Он спешил на Волгу. Жаль, что города
так мимолетно исчезают за кормой - не
успеешь и разглядеть; жаль, что
капитаном как будто владеет одна
мысль - "идти, пока идется"; но
иначе яхта вряд ли уже была бы здесь,
на пороге Азовского моря.
Но сейчас происходило, надо признать,
нечто странное: четкого маршрута,
например, не было.
- По обстоятельствам, - сказал Данилыч.
- К вечеру выйдем из пролива; может,
станем заночуем, может, ночью пойдем...
- Восточным берегом пойдем или
западным?
- Разумеется, восточным!.. А может, и
западным.
Все это начинало отдавать
неразберихой.
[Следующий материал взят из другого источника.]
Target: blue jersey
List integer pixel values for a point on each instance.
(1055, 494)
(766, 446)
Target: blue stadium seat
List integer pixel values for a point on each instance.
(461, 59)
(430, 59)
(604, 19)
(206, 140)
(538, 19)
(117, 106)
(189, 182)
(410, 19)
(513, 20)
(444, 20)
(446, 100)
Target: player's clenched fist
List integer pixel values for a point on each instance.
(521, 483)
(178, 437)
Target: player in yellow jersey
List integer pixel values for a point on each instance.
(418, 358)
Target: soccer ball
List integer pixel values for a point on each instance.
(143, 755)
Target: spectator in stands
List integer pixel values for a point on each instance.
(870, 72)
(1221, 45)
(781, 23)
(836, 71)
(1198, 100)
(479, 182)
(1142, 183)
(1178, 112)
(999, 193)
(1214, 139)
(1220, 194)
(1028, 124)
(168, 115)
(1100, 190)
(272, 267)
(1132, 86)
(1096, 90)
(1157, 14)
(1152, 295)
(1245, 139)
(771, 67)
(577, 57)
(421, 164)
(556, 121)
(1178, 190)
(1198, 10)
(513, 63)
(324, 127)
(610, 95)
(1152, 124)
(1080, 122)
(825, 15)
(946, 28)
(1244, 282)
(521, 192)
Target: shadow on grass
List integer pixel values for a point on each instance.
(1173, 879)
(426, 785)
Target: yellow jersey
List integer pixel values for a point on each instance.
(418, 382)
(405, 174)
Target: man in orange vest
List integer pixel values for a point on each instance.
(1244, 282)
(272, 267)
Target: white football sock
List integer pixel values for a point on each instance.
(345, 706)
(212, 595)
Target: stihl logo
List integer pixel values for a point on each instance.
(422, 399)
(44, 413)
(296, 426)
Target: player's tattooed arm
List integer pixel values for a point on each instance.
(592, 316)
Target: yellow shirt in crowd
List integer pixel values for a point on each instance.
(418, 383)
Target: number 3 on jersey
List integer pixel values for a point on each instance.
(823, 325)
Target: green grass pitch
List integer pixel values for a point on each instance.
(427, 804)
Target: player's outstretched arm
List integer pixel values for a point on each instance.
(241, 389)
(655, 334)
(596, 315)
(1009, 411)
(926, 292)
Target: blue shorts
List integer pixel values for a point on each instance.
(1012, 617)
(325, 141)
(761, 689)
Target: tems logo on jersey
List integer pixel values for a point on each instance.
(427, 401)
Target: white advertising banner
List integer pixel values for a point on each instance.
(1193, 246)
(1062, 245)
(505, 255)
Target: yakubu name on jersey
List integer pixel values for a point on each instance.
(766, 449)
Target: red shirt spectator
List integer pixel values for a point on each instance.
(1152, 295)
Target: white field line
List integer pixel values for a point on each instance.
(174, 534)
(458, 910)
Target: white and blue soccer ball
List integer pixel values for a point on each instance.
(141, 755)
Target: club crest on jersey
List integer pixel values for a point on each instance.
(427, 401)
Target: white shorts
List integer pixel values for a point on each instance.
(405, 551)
Вдобавок ко всему около
полудня задул сильный норд-ост. Выход
"Кометы" сообщения Керчь - Жданов,
стоявшей недалеко от "Гагарина",
в связи со штормовым предупреждением
был задержан.
- Давайте я хоть карту Азовского моря
на "Комете" пойду перерисую, -
хмуро предложил врач-навигатор.
- Зачем? Что, у нас карт этого Азова нет?
Карт Азова было две: одна - восточной
части моря и одна - Таганрогского
залива. Западная часть отсутствовала.
- Так что, не нужна карта? Не идти?
- Как хочешь, вот оно. Тебе надо - иди...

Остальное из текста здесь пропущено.